When you lose sight of your spending and spend beyond your means, you find yourself in a rollover debt balance, which means you will be saddled with a high credit card interest of 24% per annum.  Your cash savings will go towards repaying the recurring high interest and the principal. 

Or if you are late in credit card payment or have a history of making minimum repayments, this will implicate your credit rating.  The lender (HDB or the bank) may not grant you the full loan, or to reject your application entirely.  Henceforth, it is very crucial to set proper credit card discipline at the onset.  If you have a handful of credit cards in your wallet that you rarely used, this is the chance to take stock and cancel those credit cards that you don’t see the value in keeping.  Maintain at least six months of clean records (no rollover debt in credit card repayment) before applying for housing loans whether from HDB or the bank.  

8/.. Mindful of Bleeders

It is about being conscious of your spending.  One way is to scrutinise your bank account as well as your credit card bill each time before payment.  See how much subscription you have set-up for payment each month, for example your home fibre broadband subscription.  Then, get serious with how much you actually need them or if there is a possibility to downgrade the contract to a lower tier subscription after assessing your usage is not so excessive afterall, for example.

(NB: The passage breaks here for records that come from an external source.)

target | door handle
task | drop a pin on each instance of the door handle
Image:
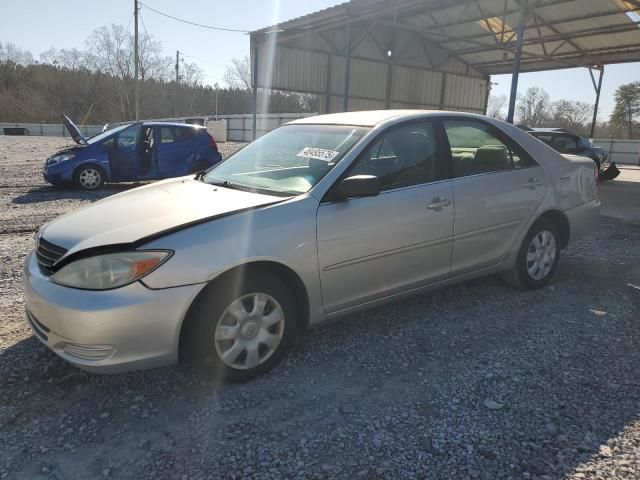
(533, 183)
(437, 203)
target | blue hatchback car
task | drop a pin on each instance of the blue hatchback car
(132, 152)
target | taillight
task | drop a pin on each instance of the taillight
(212, 142)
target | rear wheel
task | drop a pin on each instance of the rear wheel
(89, 177)
(240, 329)
(538, 256)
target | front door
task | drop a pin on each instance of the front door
(176, 149)
(374, 247)
(497, 187)
(124, 158)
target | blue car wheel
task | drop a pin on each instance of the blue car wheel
(89, 177)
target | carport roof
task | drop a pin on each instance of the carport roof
(481, 33)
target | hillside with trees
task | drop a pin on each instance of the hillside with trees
(96, 85)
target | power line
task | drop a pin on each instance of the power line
(202, 60)
(129, 24)
(192, 23)
(143, 25)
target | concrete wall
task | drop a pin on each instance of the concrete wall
(52, 129)
(239, 126)
(623, 152)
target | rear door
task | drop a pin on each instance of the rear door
(497, 187)
(176, 150)
(374, 247)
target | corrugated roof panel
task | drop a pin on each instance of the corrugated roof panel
(368, 79)
(464, 92)
(291, 69)
(416, 86)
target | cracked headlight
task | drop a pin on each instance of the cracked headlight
(111, 270)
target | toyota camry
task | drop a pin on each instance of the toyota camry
(317, 219)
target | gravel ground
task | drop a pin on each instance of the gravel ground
(473, 381)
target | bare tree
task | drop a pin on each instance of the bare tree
(496, 106)
(10, 53)
(72, 59)
(626, 112)
(111, 51)
(571, 114)
(533, 107)
(238, 74)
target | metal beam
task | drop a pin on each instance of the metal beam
(347, 70)
(516, 61)
(567, 37)
(255, 91)
(595, 108)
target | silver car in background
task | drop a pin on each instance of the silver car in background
(317, 219)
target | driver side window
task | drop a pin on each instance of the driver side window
(129, 136)
(402, 157)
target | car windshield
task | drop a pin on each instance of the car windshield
(108, 133)
(287, 161)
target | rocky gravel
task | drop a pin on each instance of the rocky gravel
(476, 381)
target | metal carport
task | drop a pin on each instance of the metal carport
(438, 54)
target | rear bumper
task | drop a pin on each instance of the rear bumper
(583, 219)
(128, 328)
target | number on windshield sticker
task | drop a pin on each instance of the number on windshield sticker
(318, 153)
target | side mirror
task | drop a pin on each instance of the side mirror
(110, 144)
(359, 186)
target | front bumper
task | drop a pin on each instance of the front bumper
(128, 328)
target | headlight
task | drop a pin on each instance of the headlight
(111, 270)
(60, 158)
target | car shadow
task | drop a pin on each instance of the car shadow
(48, 193)
(501, 380)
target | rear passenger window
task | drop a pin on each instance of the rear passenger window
(182, 134)
(177, 134)
(403, 157)
(166, 135)
(477, 147)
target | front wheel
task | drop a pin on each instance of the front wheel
(240, 329)
(89, 177)
(538, 256)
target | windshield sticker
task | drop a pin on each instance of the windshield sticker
(318, 153)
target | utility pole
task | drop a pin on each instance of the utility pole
(175, 100)
(136, 61)
(217, 87)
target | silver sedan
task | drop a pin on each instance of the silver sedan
(320, 218)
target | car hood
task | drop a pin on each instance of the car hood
(74, 131)
(147, 211)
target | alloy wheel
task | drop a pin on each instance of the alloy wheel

One helpful way is to ask yourself questions like, “Am I really using this?” “Can I let go of this for a year?” or “Is there another way to save?” This tip will help you to stem out wasteful expenditure or subscription that gets silently charged to your credit bill automatically each month.

Conclusion:

Share your goals and your plans with your loved ones so they can be more understanding of changes in your spending habits, for example, instead of spending on a lavish dinner at a restaurant, you can suggest to cook a warm hearty meal at home to celebrate your parent’s birthday. Articulating your plan to trusted people will help you to take ownership and keep your goals firm in mind.  Your supportive network will be more willing to give you more ideas when you need them to help, too.  Happy saving to buy first home!